Ms Gina Berlin, who has lived in the neighbourhood for nearly 30 years, said she came to the memorial to pray for the missing.
“I am still in shock,” said the 54-year-old, who has two friends who live in the part of the building that remained standing and were able to get out safely.
The memorial went up in a noisy and bustling spot as electrical generators from the rescue effort hum and trucks come and go. At one point police even barred people from stopping at the memorial fence.
A few blocks away, a quiet park has also become a memorial for the missing.
On the corner of a street with small houses, people have posted more photos and flowers on the fence of a dog park, again with names of missing people, their apartment numbers and messages of support.
Ms Dana Culvin, 53, said she had the idea to do this last Friday. “I just want to send thoughts and prayers and love to the whole community and specifically those waiting for answers,” she said.
Ms Daniela Calzadilla, 48, sat on a bench as her dog Paco played nearby. “It’s a place where you can find peace,” she said. “I know a lot of families from the area that are missing, meditation is always good to feel calm in your mind and body.”
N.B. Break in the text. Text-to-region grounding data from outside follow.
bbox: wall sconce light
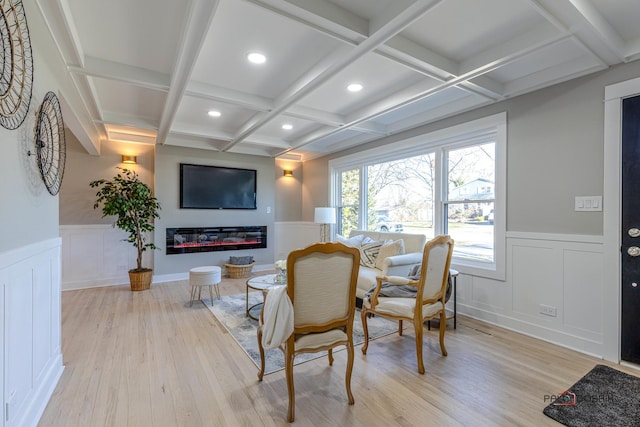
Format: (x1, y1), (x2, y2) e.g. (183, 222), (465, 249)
(121, 155), (137, 164)
(283, 169), (293, 177)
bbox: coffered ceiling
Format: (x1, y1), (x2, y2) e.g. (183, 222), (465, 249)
(36, 0), (640, 161)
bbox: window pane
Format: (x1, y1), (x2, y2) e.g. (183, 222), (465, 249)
(448, 143), (495, 201)
(366, 153), (435, 238)
(446, 200), (494, 262)
(338, 169), (359, 236)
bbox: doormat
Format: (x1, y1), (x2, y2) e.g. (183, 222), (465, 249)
(204, 292), (398, 375)
(543, 364), (640, 426)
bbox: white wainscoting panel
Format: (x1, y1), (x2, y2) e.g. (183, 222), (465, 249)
(62, 224), (316, 288)
(459, 232), (604, 357)
(1, 238), (63, 427)
(60, 225), (150, 290)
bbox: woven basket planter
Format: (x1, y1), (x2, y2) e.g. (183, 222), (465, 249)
(224, 262), (255, 279)
(129, 269), (153, 291)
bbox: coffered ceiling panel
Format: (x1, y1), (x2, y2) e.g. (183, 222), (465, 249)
(37, 0), (640, 161)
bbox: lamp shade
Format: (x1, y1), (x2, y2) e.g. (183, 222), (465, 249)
(314, 207), (336, 224)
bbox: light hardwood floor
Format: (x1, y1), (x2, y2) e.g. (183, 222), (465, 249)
(39, 276), (638, 426)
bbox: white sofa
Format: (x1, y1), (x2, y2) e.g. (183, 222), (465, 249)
(345, 230), (427, 299)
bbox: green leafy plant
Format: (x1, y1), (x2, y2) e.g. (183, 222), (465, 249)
(90, 167), (161, 272)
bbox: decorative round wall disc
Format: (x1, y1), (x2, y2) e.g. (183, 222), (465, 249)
(34, 92), (66, 195)
(0, 0), (34, 129)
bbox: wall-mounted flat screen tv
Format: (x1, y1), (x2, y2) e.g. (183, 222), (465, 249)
(180, 163), (257, 209)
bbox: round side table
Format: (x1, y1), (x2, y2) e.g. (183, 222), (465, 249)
(246, 274), (280, 320)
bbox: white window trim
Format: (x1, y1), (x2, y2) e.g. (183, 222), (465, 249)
(329, 112), (506, 281)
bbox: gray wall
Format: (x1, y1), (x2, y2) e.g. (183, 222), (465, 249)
(303, 60), (640, 235)
(153, 145), (275, 274)
(275, 158), (302, 221)
(60, 132), (155, 225)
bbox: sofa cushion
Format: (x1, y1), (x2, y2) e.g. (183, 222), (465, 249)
(348, 230), (426, 254)
(336, 233), (367, 248)
(357, 266), (379, 295)
(375, 239), (405, 270)
(229, 255), (254, 265)
(360, 240), (384, 267)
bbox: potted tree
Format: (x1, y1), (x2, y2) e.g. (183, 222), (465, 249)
(90, 167), (161, 291)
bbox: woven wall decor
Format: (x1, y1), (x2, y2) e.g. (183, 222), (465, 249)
(33, 91), (66, 195)
(0, 0), (33, 129)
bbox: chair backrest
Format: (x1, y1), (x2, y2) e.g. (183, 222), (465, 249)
(286, 242), (360, 330)
(417, 235), (454, 305)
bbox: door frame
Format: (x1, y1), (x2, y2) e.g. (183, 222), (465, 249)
(603, 76), (640, 362)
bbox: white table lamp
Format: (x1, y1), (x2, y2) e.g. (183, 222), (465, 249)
(314, 207), (336, 242)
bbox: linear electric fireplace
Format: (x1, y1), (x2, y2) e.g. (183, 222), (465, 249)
(166, 226), (267, 255)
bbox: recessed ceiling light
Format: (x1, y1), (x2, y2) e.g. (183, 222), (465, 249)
(208, 110), (221, 117)
(247, 52), (266, 64)
(347, 83), (363, 92)
(282, 124), (293, 130)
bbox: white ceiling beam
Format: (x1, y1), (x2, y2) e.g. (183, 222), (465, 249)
(461, 76), (505, 101)
(246, 0), (367, 44)
(185, 81), (272, 112)
(170, 125), (291, 149)
(282, 33), (577, 154)
(379, 35), (457, 79)
(460, 25), (566, 74)
(566, 0), (627, 61)
(185, 81), (386, 134)
(58, 93), (100, 156)
(106, 131), (156, 145)
(285, 105), (387, 135)
(387, 95), (491, 134)
(96, 112), (159, 132)
(36, 0), (85, 67)
(524, 0), (613, 65)
(627, 39), (640, 62)
(223, 0), (444, 151)
(164, 136), (225, 152)
(68, 56), (170, 92)
(369, 0), (429, 35)
(156, 0), (221, 145)
(503, 56), (606, 97)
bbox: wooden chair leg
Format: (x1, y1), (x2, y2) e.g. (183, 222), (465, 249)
(257, 327), (266, 381)
(361, 307), (370, 355)
(439, 310), (448, 357)
(328, 348), (334, 366)
(286, 349), (295, 422)
(345, 340), (355, 405)
(415, 319), (425, 374)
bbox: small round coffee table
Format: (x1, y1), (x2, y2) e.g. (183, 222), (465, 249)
(246, 274), (281, 320)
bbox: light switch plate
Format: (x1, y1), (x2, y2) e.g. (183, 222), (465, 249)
(575, 196), (602, 212)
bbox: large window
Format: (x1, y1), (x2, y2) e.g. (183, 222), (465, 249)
(330, 113), (506, 280)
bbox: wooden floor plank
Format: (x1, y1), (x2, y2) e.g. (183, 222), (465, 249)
(39, 276), (639, 426)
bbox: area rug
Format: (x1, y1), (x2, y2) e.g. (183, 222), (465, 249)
(543, 364), (640, 426)
(204, 292), (398, 375)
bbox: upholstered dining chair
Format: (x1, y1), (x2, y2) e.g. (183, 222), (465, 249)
(256, 242), (360, 422)
(361, 235), (454, 374)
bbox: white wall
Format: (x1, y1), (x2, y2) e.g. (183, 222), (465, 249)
(1, 239), (63, 427)
(460, 232), (604, 356)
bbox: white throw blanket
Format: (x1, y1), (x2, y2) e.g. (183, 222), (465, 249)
(260, 285), (294, 349)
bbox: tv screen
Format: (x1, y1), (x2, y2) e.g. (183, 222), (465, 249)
(180, 163), (257, 209)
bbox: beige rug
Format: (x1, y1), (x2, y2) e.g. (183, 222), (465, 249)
(204, 292), (398, 375)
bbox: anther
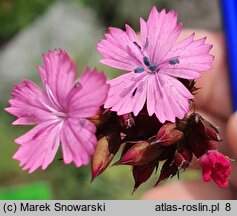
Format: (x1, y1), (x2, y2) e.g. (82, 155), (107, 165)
(133, 41), (141, 50)
(143, 56), (151, 66)
(149, 64), (158, 72)
(132, 88), (137, 97)
(169, 58), (180, 65)
(134, 67), (145, 73)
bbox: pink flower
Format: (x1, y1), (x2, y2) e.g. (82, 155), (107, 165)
(5, 50), (109, 173)
(199, 150), (231, 188)
(97, 7), (213, 123)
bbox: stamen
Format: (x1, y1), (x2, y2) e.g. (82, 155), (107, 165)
(133, 41), (141, 50)
(149, 64), (158, 72)
(143, 56), (151, 66)
(169, 58), (180, 65)
(144, 37), (149, 49)
(132, 88), (137, 97)
(39, 99), (67, 118)
(45, 85), (62, 110)
(134, 67), (145, 73)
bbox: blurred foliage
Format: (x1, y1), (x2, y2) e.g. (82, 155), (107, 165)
(0, 182), (51, 199)
(80, 0), (167, 30)
(0, 0), (168, 45)
(0, 0), (54, 44)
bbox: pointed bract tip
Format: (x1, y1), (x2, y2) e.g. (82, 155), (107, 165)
(91, 175), (96, 183)
(131, 187), (138, 195)
(111, 160), (122, 166)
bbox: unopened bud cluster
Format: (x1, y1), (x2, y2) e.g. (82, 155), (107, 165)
(90, 105), (231, 191)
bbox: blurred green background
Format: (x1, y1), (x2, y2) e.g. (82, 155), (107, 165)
(0, 0), (220, 199)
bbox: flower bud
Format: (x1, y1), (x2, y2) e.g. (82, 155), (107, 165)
(174, 148), (193, 169)
(199, 150), (231, 188)
(132, 162), (157, 193)
(114, 141), (161, 166)
(187, 132), (217, 158)
(155, 159), (178, 186)
(91, 133), (121, 181)
(188, 113), (221, 141)
(127, 111), (161, 140)
(154, 123), (183, 146)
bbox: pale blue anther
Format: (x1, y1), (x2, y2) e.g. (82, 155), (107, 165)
(143, 56), (151, 66)
(149, 64), (158, 72)
(169, 58), (180, 65)
(134, 67), (145, 73)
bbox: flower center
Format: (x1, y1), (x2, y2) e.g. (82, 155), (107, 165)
(132, 40), (180, 74)
(134, 56), (179, 74)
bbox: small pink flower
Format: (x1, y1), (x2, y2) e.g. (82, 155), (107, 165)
(5, 50), (109, 173)
(199, 150), (231, 188)
(97, 6), (213, 123)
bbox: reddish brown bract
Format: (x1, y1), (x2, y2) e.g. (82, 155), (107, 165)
(91, 109), (231, 192)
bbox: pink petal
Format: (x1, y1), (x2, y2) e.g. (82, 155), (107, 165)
(145, 7), (182, 62)
(161, 33), (214, 79)
(60, 118), (96, 167)
(146, 74), (193, 123)
(13, 120), (62, 173)
(104, 72), (147, 116)
(100, 59), (134, 71)
(125, 24), (138, 42)
(97, 27), (141, 72)
(5, 80), (55, 125)
(199, 150), (231, 188)
(67, 67), (109, 118)
(37, 49), (76, 109)
(140, 18), (148, 48)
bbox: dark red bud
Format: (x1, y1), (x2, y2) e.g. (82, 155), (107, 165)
(207, 140), (217, 150)
(188, 113), (221, 141)
(155, 123), (183, 146)
(114, 141), (161, 166)
(174, 148), (193, 169)
(121, 142), (135, 158)
(155, 160), (178, 186)
(176, 116), (189, 131)
(203, 124), (221, 141)
(132, 162), (157, 193)
(156, 145), (177, 161)
(107, 132), (121, 154)
(187, 133), (217, 158)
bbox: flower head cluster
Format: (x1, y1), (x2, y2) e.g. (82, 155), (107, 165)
(91, 110), (231, 191)
(5, 6), (232, 192)
(91, 6), (231, 191)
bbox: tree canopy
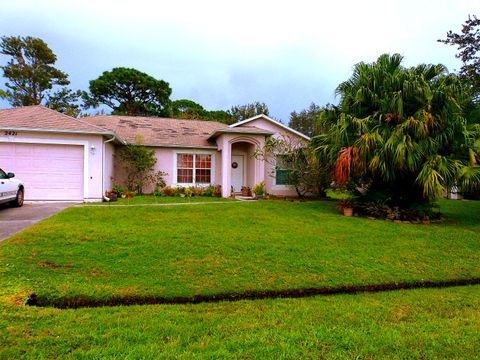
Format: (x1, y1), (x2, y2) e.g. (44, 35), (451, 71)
(289, 102), (322, 137)
(86, 67), (172, 117)
(439, 15), (480, 101)
(169, 99), (233, 123)
(228, 101), (269, 123)
(315, 54), (480, 209)
(0, 35), (77, 110)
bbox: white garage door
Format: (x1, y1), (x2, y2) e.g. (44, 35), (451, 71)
(0, 142), (84, 200)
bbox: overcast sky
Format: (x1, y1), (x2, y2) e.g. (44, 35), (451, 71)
(1, 0), (479, 122)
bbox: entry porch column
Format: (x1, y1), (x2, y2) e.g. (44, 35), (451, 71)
(220, 139), (232, 198)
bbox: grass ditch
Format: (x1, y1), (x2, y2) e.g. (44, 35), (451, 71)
(26, 277), (480, 309)
(2, 199), (480, 308)
(3, 285), (480, 358)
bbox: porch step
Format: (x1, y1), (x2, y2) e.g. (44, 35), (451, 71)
(235, 196), (256, 201)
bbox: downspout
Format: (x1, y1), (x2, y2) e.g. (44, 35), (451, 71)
(102, 134), (116, 201)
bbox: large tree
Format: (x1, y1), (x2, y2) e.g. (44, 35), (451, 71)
(0, 35), (74, 108)
(439, 15), (480, 101)
(45, 88), (83, 117)
(170, 99), (206, 119)
(288, 102), (322, 137)
(87, 67), (172, 116)
(316, 54), (480, 210)
(228, 101), (269, 123)
(169, 99), (234, 123)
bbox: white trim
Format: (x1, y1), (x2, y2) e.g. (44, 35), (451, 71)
(0, 136), (89, 199)
(272, 184), (292, 190)
(229, 114), (311, 141)
(143, 143), (217, 150)
(0, 126), (113, 136)
(172, 150), (216, 187)
(209, 128), (273, 140)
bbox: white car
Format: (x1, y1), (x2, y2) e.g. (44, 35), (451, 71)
(0, 168), (24, 207)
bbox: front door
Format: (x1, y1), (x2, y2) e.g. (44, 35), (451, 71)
(231, 155), (244, 192)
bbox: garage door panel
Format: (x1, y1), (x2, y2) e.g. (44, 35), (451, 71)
(0, 142), (84, 200)
(14, 146), (34, 156)
(1, 145), (14, 156)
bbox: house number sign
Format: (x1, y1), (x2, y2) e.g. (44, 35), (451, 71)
(4, 131), (18, 136)
(231, 162), (238, 169)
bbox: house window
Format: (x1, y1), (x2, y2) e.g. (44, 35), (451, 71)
(275, 154), (291, 185)
(177, 153), (212, 184)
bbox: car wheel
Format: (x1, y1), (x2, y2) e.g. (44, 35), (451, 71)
(12, 188), (24, 207)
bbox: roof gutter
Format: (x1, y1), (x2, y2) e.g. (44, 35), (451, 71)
(208, 129), (273, 141)
(136, 143), (218, 150)
(0, 126), (115, 137)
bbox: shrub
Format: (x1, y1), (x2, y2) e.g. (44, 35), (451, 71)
(161, 186), (176, 196)
(252, 181), (265, 196)
(118, 143), (166, 194)
(204, 185), (215, 197)
(111, 184), (124, 195)
(361, 200), (390, 218)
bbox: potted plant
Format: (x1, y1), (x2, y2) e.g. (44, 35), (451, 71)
(241, 186), (251, 197)
(338, 199), (354, 216)
(252, 181), (265, 199)
(333, 190), (356, 216)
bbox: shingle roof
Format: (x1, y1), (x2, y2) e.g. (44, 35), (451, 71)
(0, 106), (113, 135)
(0, 107), (275, 147)
(84, 115), (231, 148)
(208, 126), (273, 140)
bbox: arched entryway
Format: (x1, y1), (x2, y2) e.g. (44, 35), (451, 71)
(228, 136), (263, 195)
(230, 141), (256, 193)
(214, 132), (269, 197)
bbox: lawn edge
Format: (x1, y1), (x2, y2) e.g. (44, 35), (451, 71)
(26, 277), (480, 309)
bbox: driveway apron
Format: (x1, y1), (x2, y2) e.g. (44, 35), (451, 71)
(0, 202), (73, 242)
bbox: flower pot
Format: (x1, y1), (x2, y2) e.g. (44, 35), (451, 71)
(241, 187), (251, 197)
(343, 207), (353, 217)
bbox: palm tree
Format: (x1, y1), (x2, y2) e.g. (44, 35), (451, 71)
(316, 54), (480, 207)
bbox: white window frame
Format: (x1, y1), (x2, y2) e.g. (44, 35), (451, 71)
(173, 150), (216, 187)
(273, 154), (292, 189)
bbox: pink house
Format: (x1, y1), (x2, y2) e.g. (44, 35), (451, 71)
(0, 106), (309, 201)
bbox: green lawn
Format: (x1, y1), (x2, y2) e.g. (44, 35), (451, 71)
(1, 199), (480, 357)
(1, 199), (479, 305)
(95, 194), (233, 205)
(1, 285), (479, 358)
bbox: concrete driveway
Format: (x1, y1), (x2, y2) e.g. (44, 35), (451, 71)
(0, 202), (73, 242)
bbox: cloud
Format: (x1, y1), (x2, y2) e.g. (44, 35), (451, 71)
(0, 0), (478, 120)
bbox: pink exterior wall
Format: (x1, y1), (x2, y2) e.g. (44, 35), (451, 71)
(0, 130), (107, 201)
(110, 145), (222, 193)
(236, 119), (307, 197)
(0, 117), (308, 200)
(104, 116), (309, 198)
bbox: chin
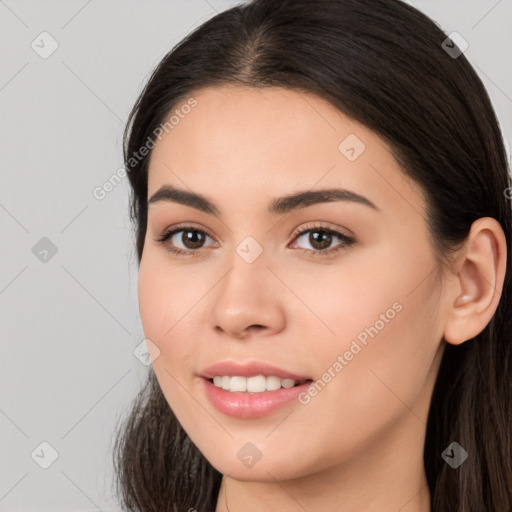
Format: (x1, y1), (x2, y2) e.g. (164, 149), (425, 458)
(203, 448), (312, 482)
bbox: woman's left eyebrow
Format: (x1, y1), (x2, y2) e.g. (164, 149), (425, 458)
(269, 188), (380, 215)
(147, 184), (380, 217)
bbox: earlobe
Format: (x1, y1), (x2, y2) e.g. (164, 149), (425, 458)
(443, 217), (507, 346)
(453, 293), (471, 307)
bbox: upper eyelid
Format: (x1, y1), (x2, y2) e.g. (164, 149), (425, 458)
(291, 222), (353, 238)
(160, 222), (216, 240)
(159, 221), (348, 236)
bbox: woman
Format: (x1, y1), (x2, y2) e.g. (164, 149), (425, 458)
(112, 0), (512, 510)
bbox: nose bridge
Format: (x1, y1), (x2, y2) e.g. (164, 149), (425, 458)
(234, 234), (266, 266)
(210, 236), (285, 336)
(219, 237), (270, 306)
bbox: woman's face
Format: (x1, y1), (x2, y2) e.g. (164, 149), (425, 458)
(139, 85), (448, 481)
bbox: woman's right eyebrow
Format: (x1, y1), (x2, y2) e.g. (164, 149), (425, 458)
(147, 184), (380, 217)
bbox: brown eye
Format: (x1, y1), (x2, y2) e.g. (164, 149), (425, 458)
(307, 230), (333, 250)
(179, 230), (207, 249)
(154, 226), (216, 255)
(292, 225), (354, 255)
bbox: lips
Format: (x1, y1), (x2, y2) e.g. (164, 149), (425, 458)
(199, 360), (314, 418)
(201, 378), (313, 418)
(200, 360), (312, 381)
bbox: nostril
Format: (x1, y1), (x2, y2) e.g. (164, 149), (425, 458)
(248, 324), (266, 331)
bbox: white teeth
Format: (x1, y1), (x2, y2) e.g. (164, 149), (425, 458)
(281, 378), (295, 388)
(247, 375), (266, 392)
(211, 375), (303, 392)
(266, 375), (281, 391)
(230, 376), (247, 392)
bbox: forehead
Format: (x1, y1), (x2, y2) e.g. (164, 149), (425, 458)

As he walked past the park, Mr Raphael Amar, a 63-year-old Jew who was born in Morocco and has lived in Surfside for 20 years, paused at the memorial.
He was returning from synagogue, where he said the atmosphere was quiet and sad because of all the people still unaccounted for. Many of them are from the local Jewish community.
The memorial at the park, he said, “shows that we are one community in a small town. We are all neighbours. That creates an extraordinary sense of unity”.